Animal, l'Homme l'est. Il en possède les besoins, les instincts primordiaux, ceux d'assouvir sa faim, sa soif et sa sexualité, ses pulsions endogènes en quelque sorte, suivant un certain rituel propre à son espèce. Il en possède aussi les possibilités de mémorisation à long terme, les possibilités d'apprentissage. Mais ces propriétés communes aux mammifères sont profondément transformées par le développement de propriétés anatomiques et fonctionnelles qui résultent sans doute du passage à la station debout, à la marche bipède, à la libération de la main, à la nouvelle statique du crâne sur la colonne vertébrale, au développement rendu possible alors du naso-pharynx permettant l'articulation des sons et le langage. Avec celui-ci, le symbolisme et la conceptualisation apparaissent. Avec les mots permettant de prendre de la distance d'avec l'objet, une possibilité nouvelle d'associativité, donc de création d'imaginaire nous est donnée.

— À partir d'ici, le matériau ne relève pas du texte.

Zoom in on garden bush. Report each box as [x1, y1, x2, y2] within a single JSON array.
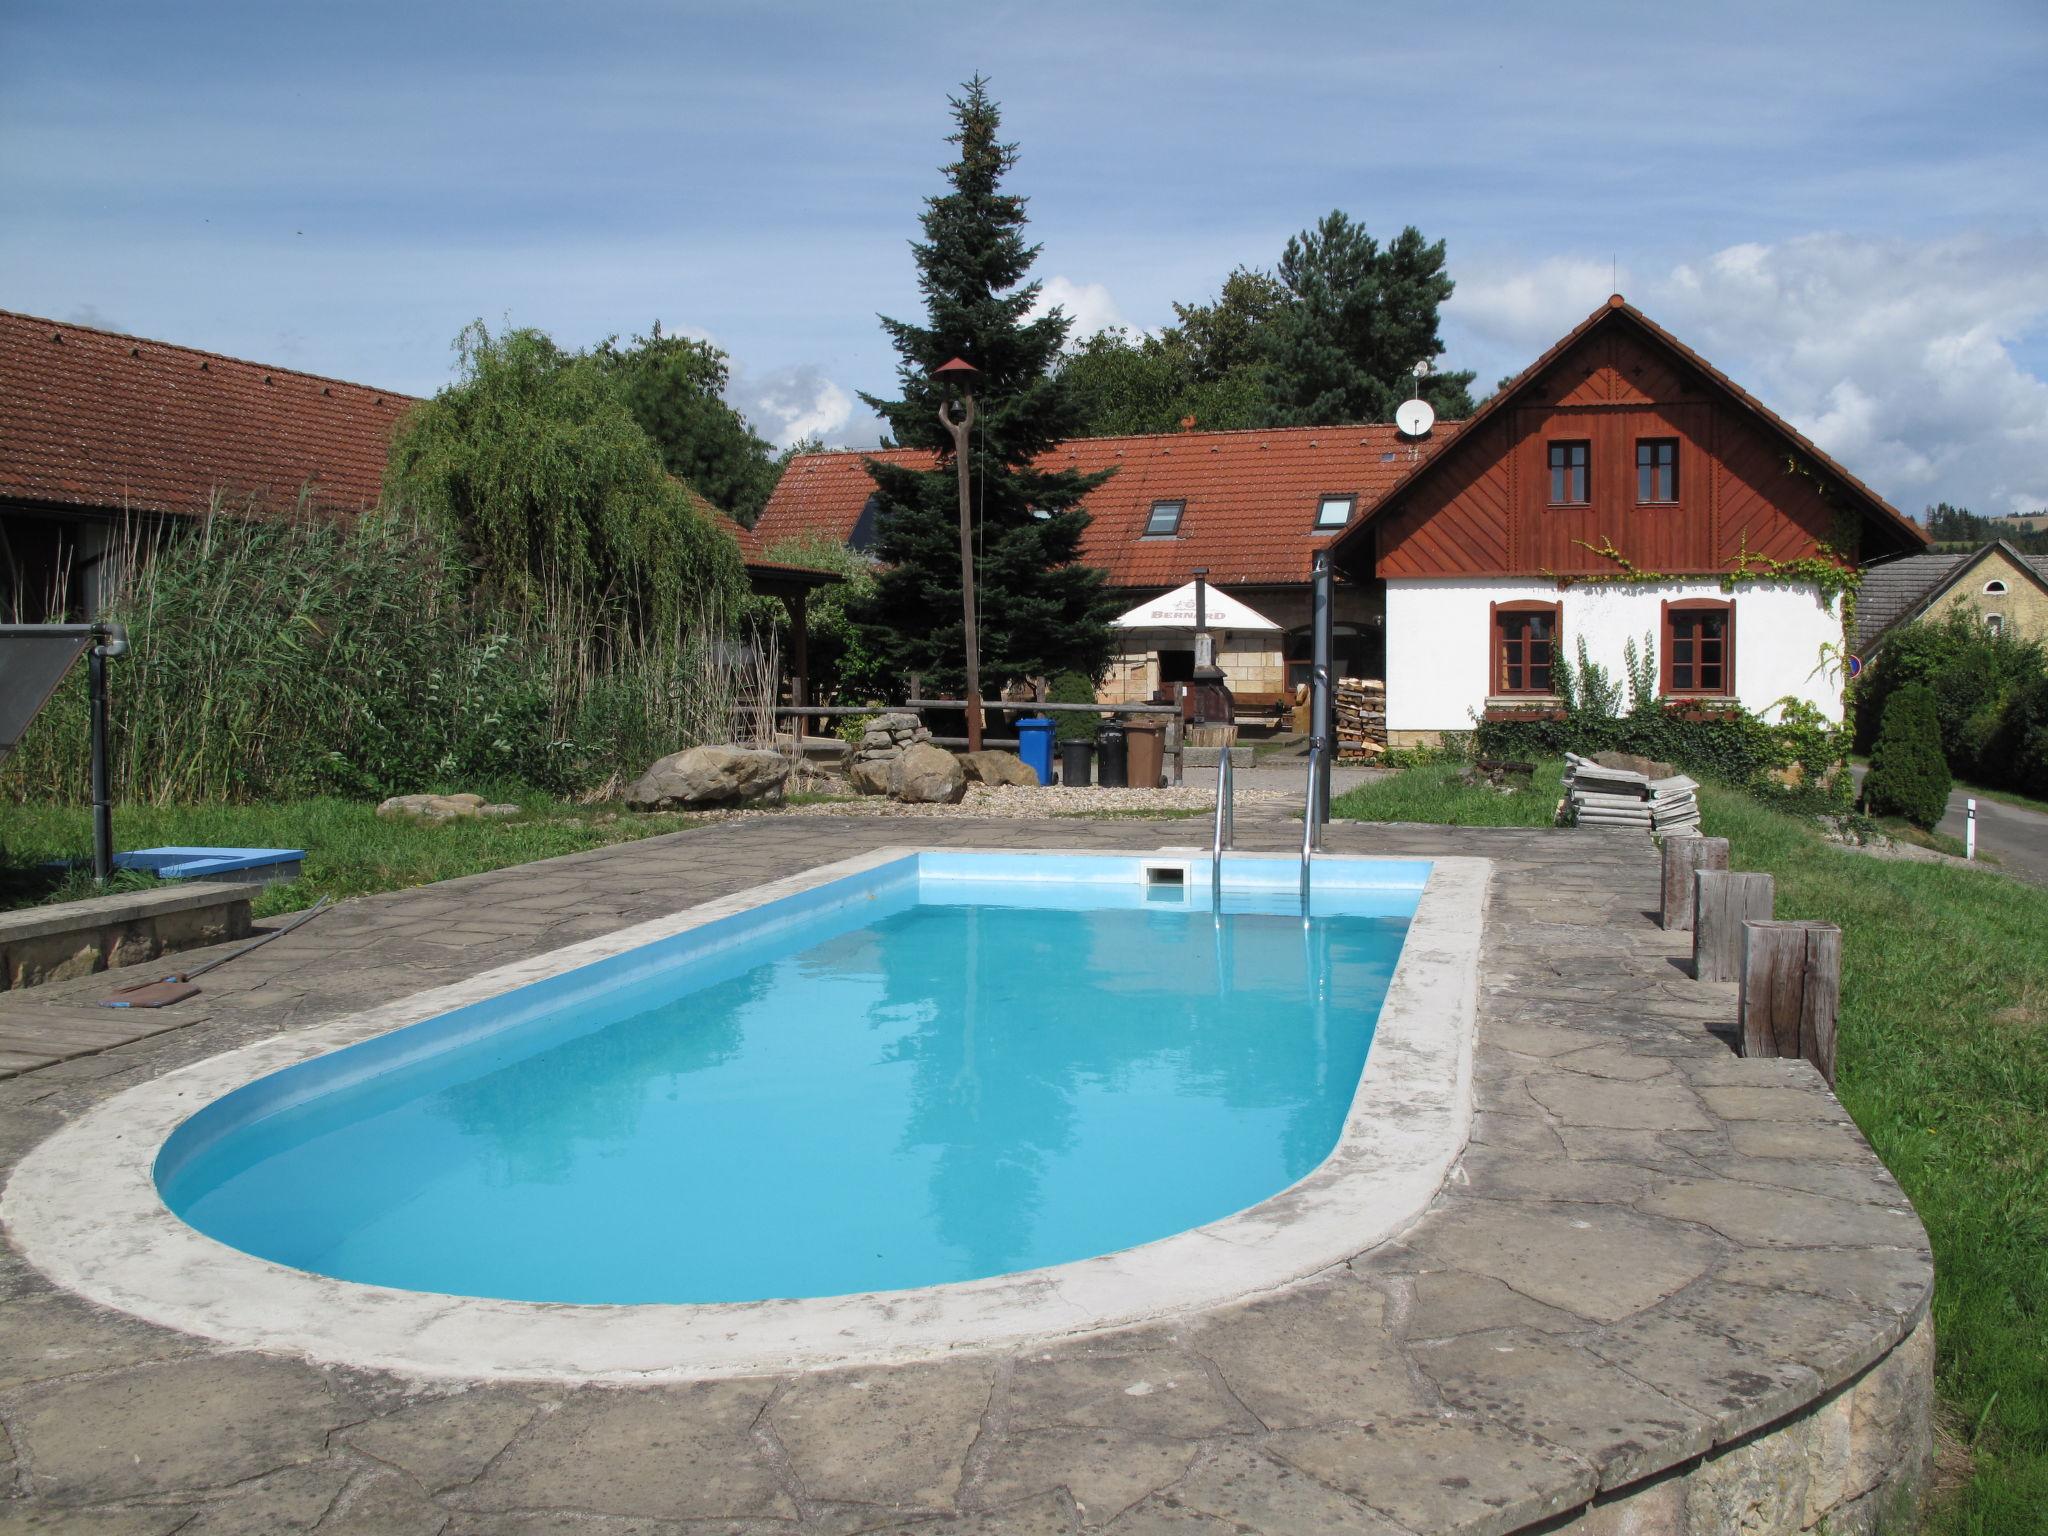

Je pense que l'on n'a pas suffisamment insisté jusqu'ici sur cette idée simple que le système nerveux avait comme fonction fondamentale de nous permettre d'agir. Le phénomène de conscience chez l'homme, que l'on a évidemment rattaché au fonctionnement du système nerveux central, a pris une telle importance, que ce qu'il est convenu d'appeler « la pensée » a fait oublier ses causes premières, et qu'à côté des sensations il y a l'action. Or, nous le répétons, celle-ci nous parait tellement essentielle que lorsqu'elle n'est pas possible, c'est l'ensemble de l'équilibre d'un organisme vivant qui va en souffrir, quelquefois jusqu'à entraîner la mort. Et ce fait s'observe aussi bien chez le rat que chez l'homme, plus souvent chez le rat que chez l'homme, car le rat n'a pas la chance de pouvoir fuir dans l'imaginaire consolateur ou la psychose. Pour nous, la cause primordiale de l'angoisse c'est donc l'impossibilité de réaliser l'action gratifiante, en précisant qu'échapper à une souffrance par la fuite ou par la lutte est une façon aussi de se gratifier, donc d'échapper à l'angoisse.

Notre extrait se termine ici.